A cross-section of the first container 2 is circular. The first container 2 is coaxially located in the second container 3, which also has a circular cross-section. A side wall 13 of the first container 2 is connected to a side wall 14 of the second container 3 by lateral struts 12. The struts 12 hold the first container 2 laterally in its coaxial position relative to the second container 3. The struts 12 are only formed at certain points, for example eight struts 12 distributed evenly around the circumference of the geometry, and do not extend around the entire circumference of the circular geometry. In addition, the struts 12 are arranged offset upward relative to the bottom element 6 and the first bottom plane 7 (see also FIG. 3 for clarification). This ensures that a second liquid 11 can be filled from above into the space between the first container 2 and the second container 3 and reach the bottom element 6 without being significantly impeded by the struts 12.

In addition, the first container 2 is held in its vertical position relative to the bottom element 6 by spacers 15 in addition to the struts 12. The spacers 15 are also only formed at certain points.

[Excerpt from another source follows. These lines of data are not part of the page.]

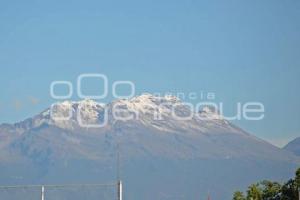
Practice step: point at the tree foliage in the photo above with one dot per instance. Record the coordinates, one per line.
(269, 190)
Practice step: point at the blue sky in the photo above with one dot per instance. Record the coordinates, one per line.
(240, 50)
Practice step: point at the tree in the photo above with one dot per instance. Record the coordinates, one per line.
(271, 190)
(254, 192)
(289, 191)
(238, 196)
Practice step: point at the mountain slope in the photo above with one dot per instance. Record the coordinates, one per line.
(160, 154)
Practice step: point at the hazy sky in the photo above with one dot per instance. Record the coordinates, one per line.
(240, 50)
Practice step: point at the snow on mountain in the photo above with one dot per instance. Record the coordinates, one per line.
(166, 113)
(163, 143)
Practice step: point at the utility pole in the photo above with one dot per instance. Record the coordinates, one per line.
(120, 190)
(43, 193)
(119, 182)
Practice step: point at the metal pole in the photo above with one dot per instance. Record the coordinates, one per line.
(120, 190)
(43, 193)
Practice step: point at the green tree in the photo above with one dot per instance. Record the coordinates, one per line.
(254, 192)
(289, 191)
(270, 190)
(238, 196)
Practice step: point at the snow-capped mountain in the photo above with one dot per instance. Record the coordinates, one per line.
(164, 144)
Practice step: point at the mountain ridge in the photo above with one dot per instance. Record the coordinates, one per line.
(197, 149)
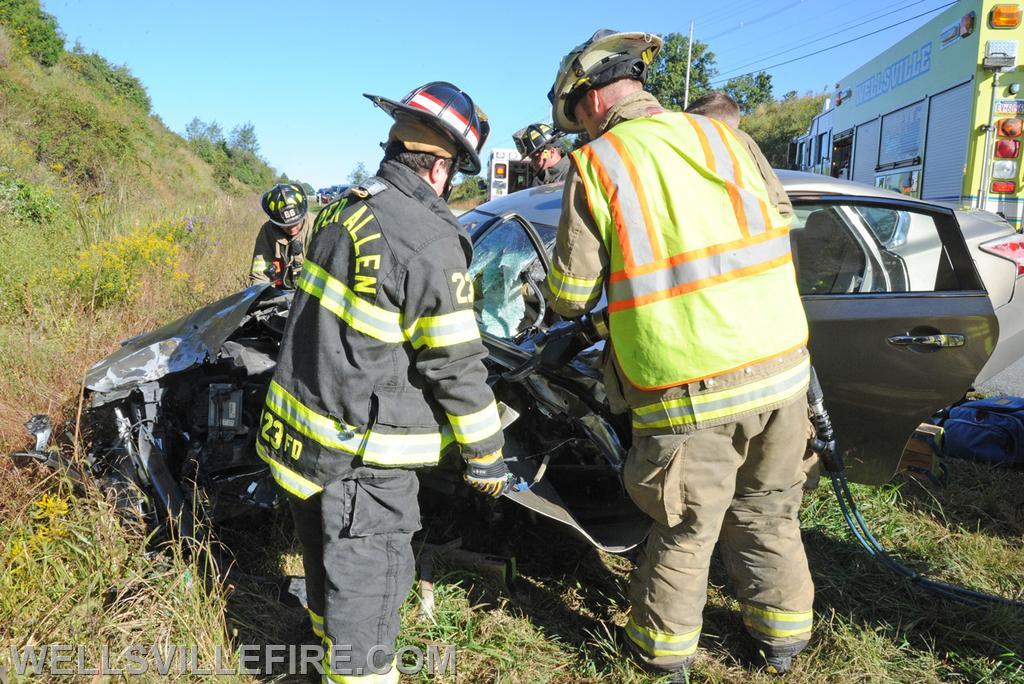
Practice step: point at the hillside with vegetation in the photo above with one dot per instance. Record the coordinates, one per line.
(112, 224)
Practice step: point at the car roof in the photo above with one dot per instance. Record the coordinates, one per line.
(543, 204)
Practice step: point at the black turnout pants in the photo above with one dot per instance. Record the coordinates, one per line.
(357, 554)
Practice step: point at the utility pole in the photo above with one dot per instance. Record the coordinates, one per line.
(689, 58)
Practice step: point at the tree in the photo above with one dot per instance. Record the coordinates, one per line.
(358, 174)
(196, 130)
(244, 138)
(667, 79)
(214, 132)
(750, 90)
(467, 190)
(773, 125)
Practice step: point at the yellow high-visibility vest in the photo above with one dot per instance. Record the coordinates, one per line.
(701, 278)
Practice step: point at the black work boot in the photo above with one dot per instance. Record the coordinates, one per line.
(777, 659)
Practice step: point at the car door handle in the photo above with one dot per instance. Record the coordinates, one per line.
(941, 340)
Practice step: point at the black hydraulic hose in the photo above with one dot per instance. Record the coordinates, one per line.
(824, 444)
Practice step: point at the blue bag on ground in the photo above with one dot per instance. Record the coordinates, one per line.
(988, 430)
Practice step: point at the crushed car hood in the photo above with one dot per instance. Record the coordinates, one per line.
(177, 346)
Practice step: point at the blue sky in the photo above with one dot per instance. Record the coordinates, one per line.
(298, 70)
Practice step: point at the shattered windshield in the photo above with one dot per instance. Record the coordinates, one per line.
(507, 272)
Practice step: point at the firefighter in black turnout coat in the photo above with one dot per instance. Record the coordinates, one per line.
(380, 372)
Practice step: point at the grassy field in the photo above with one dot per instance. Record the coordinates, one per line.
(112, 226)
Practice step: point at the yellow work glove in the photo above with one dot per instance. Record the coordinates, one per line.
(488, 474)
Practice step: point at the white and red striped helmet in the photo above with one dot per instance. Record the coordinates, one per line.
(440, 102)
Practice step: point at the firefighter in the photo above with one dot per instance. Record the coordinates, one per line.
(282, 241)
(720, 105)
(667, 214)
(539, 144)
(380, 371)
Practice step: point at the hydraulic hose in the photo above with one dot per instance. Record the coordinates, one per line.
(824, 445)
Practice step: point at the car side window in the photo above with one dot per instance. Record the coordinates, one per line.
(827, 254)
(506, 269)
(850, 249)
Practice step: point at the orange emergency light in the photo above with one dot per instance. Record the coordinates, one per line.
(1006, 16)
(1011, 128)
(1008, 148)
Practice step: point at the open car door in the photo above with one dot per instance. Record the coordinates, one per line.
(900, 322)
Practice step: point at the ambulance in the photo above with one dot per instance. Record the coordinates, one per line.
(937, 116)
(508, 172)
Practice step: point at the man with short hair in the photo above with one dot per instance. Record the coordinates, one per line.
(381, 369)
(539, 144)
(281, 242)
(667, 215)
(718, 104)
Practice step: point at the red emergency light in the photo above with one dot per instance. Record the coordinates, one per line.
(1011, 128)
(1008, 148)
(1006, 16)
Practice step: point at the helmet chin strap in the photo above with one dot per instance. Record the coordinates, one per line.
(448, 181)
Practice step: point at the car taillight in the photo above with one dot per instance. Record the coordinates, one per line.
(1011, 128)
(1006, 16)
(1009, 248)
(1005, 169)
(1008, 148)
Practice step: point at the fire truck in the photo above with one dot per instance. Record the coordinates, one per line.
(508, 172)
(937, 116)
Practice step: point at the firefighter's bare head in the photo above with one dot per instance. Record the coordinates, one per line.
(592, 109)
(545, 159)
(717, 104)
(433, 168)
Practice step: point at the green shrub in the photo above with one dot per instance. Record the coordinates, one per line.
(32, 29)
(118, 80)
(25, 202)
(73, 133)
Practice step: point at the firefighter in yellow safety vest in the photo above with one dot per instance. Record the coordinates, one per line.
(668, 215)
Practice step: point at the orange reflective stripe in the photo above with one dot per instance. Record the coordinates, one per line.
(750, 209)
(625, 201)
(762, 205)
(692, 286)
(695, 271)
(737, 177)
(631, 169)
(697, 254)
(612, 199)
(709, 157)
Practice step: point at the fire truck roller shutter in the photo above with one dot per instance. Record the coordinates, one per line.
(945, 150)
(865, 154)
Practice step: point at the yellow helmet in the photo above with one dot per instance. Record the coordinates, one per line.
(606, 56)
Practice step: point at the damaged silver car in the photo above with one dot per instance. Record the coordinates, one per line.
(902, 324)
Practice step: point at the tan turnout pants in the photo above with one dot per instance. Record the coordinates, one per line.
(739, 484)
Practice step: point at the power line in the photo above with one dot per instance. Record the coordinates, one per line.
(720, 81)
(771, 14)
(818, 37)
(725, 13)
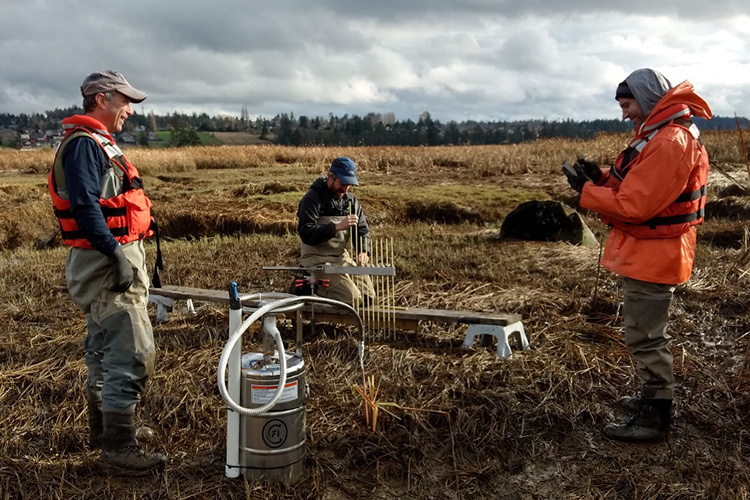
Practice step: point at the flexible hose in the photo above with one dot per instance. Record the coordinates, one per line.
(262, 311)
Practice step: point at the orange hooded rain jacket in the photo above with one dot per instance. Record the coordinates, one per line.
(671, 164)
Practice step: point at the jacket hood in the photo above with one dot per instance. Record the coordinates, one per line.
(684, 94)
(648, 87)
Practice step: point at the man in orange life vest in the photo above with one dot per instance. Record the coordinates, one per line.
(104, 216)
(652, 198)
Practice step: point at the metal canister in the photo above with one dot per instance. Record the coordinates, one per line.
(272, 445)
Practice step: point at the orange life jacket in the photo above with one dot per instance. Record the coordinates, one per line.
(128, 214)
(689, 207)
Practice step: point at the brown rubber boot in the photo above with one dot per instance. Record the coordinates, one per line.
(121, 453)
(649, 425)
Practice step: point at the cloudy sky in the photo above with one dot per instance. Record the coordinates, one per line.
(456, 59)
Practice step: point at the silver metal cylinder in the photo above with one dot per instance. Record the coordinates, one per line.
(272, 445)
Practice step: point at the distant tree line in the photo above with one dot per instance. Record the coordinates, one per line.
(372, 129)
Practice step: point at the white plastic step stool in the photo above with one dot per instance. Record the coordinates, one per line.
(501, 333)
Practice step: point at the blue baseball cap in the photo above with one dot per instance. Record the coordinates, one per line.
(345, 170)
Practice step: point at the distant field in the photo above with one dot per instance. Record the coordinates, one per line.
(239, 138)
(454, 423)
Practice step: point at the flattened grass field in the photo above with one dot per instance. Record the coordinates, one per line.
(455, 423)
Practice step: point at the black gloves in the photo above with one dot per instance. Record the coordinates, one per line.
(591, 169)
(576, 176)
(123, 271)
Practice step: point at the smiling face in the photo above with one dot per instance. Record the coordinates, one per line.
(336, 187)
(631, 110)
(112, 112)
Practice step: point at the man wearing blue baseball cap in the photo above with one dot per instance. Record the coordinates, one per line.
(331, 221)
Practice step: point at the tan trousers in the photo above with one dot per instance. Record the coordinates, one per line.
(119, 343)
(646, 314)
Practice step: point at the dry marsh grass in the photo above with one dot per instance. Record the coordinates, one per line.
(479, 426)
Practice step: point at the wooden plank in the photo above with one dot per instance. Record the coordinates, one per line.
(409, 316)
(186, 292)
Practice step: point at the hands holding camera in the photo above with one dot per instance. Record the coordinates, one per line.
(581, 172)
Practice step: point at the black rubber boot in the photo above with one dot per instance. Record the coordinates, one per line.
(96, 422)
(631, 404)
(121, 453)
(649, 425)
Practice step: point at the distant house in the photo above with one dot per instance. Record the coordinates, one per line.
(126, 138)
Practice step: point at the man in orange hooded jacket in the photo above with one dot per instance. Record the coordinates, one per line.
(652, 198)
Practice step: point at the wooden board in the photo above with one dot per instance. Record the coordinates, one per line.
(407, 317)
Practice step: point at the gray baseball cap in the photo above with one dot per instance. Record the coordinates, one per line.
(107, 81)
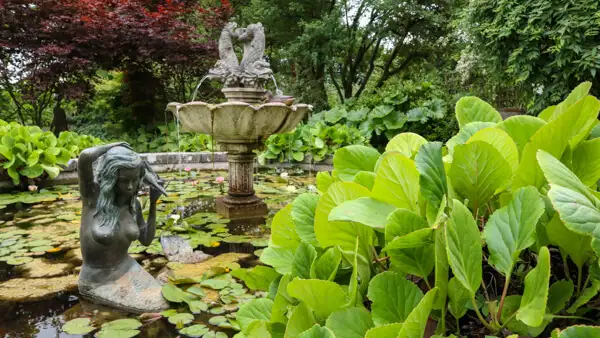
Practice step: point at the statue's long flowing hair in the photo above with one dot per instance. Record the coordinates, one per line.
(106, 175)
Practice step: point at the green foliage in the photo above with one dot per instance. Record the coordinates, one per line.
(495, 228)
(31, 152)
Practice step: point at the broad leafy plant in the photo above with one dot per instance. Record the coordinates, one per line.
(499, 223)
(29, 152)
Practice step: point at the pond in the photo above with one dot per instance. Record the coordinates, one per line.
(40, 256)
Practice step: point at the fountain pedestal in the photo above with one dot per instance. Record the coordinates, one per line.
(240, 201)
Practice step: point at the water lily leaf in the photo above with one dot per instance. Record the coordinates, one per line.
(407, 144)
(350, 160)
(317, 331)
(397, 181)
(365, 210)
(326, 266)
(78, 326)
(301, 319)
(256, 310)
(533, 303)
(323, 297)
(415, 323)
(183, 318)
(463, 245)
(195, 331)
(352, 322)
(511, 229)
(393, 297)
(473, 109)
(478, 172)
(303, 214)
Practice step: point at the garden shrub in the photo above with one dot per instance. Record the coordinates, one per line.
(500, 222)
(30, 152)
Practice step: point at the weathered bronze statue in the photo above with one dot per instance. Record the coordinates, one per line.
(110, 177)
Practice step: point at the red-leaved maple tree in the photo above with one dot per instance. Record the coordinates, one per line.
(50, 47)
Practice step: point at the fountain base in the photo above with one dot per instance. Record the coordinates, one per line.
(233, 207)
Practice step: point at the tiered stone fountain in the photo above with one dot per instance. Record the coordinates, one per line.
(248, 118)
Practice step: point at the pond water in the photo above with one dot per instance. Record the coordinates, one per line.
(40, 256)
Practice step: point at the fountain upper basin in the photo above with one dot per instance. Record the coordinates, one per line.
(238, 122)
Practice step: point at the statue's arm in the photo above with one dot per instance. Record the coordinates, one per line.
(147, 228)
(85, 169)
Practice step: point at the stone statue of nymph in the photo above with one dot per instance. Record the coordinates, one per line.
(110, 177)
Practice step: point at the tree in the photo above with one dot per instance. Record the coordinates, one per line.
(56, 46)
(547, 45)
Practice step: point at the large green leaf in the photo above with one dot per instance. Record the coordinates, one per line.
(317, 332)
(415, 260)
(303, 214)
(256, 310)
(576, 205)
(301, 319)
(393, 297)
(283, 229)
(586, 162)
(365, 210)
(303, 260)
(407, 144)
(533, 304)
(500, 140)
(432, 174)
(326, 266)
(323, 297)
(473, 109)
(478, 172)
(463, 244)
(575, 245)
(397, 181)
(350, 160)
(554, 138)
(353, 322)
(414, 325)
(511, 229)
(521, 128)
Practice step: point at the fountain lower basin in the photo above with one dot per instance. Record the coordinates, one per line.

For example, in a top view, the spacers 15 are formed in radial extensions of struts 12 toward the center axis of the second container 3. This ensures that the second liquid 11 reaches a first opening 4 in a first bottom plane 7 of the first container 2 or a hydrogel 9 that closes the first opening 4 from below.

FIG. 3 shows an example of the struts 12 and spacers 15 in a cross-sectional view along line A-A in FIG. 2. The first container 2, the second container 3, the struts 12, and the spacers 15 can be formed together in one piece.

FIG. 4 shows, corresponding to FIGS. 2 and 3, a sample device 1 comprising a first container 2, a second container 3, struts 12, and spacers 15.

In addition, a third container 16 with a closed bottom 17 is provided, inside which the first and second containers 3 are arranged. A sticky underside of the second container 3 and a sticky underside of the spacers 15 can be attached to the bottom 17 of the third container 16.

In addition, further first containers 2 and second containers 3 may be arranged inside the third container 16 as described above.

A side wall 13 of the first container 2 ends above a side wall 14 of the second container 3. This allows the space between the first container 2 and the second container 3 to be filled with the same second liquid 11 as the space between the second container 3 and the third container 16, but not the space inside the first container 2, up to a common filling level. This increases the volume of the second liquid 11. This second liquid 11 comes into contact with biological cells 18 at the interface with a first liquid 10 in the first container 2 via the hydrogel 9.

When used with multiple first containers 2 and second containers 3 in a third container 16, the throughput can be parallelized. The second liquid 11 then only needs to be added at one point to fill all spaces between the first containers 2 and second containers 3.

Furthermore, a conventional microtiter plate or Petri dish can provide, for example, 1, 6, 12, 24, 48, 96, 384, or 1536 recesses as third containers 16. The third container can be the size of a microscope slide.

Individual elements of the embodiments described above can be combined with one another. For example, the struts 12 and spacers 15 of FIGS. 2, 3, and 4 can also be provided in the embodiment of FIG. 1. Furthermore, the third container 16 of FIG. 4 can be exchanged with a bottom element 6 of FIGS. 1, 2, and 3, and vice versa.

It is to be understood that the above description is intended to be illustrative, and not restrictive. Other embodiments will be apparent upon reading and understanding the above description. Although embodiments of the present disclosure have been described with reference to specific example embodiments, it will be recognized that the invention is not limited to the embodiments described, but can be practiced with modification and alteration within the spirit and scope of the appended claims. Accordingly, the specification and drawings are to be regarded in an illustrative sense rather than a restrictive sense. The scope of the present disclosure should, therefore, be determined with reference to the appended claims, along with the full scope of equivalents to which such claims are entitled.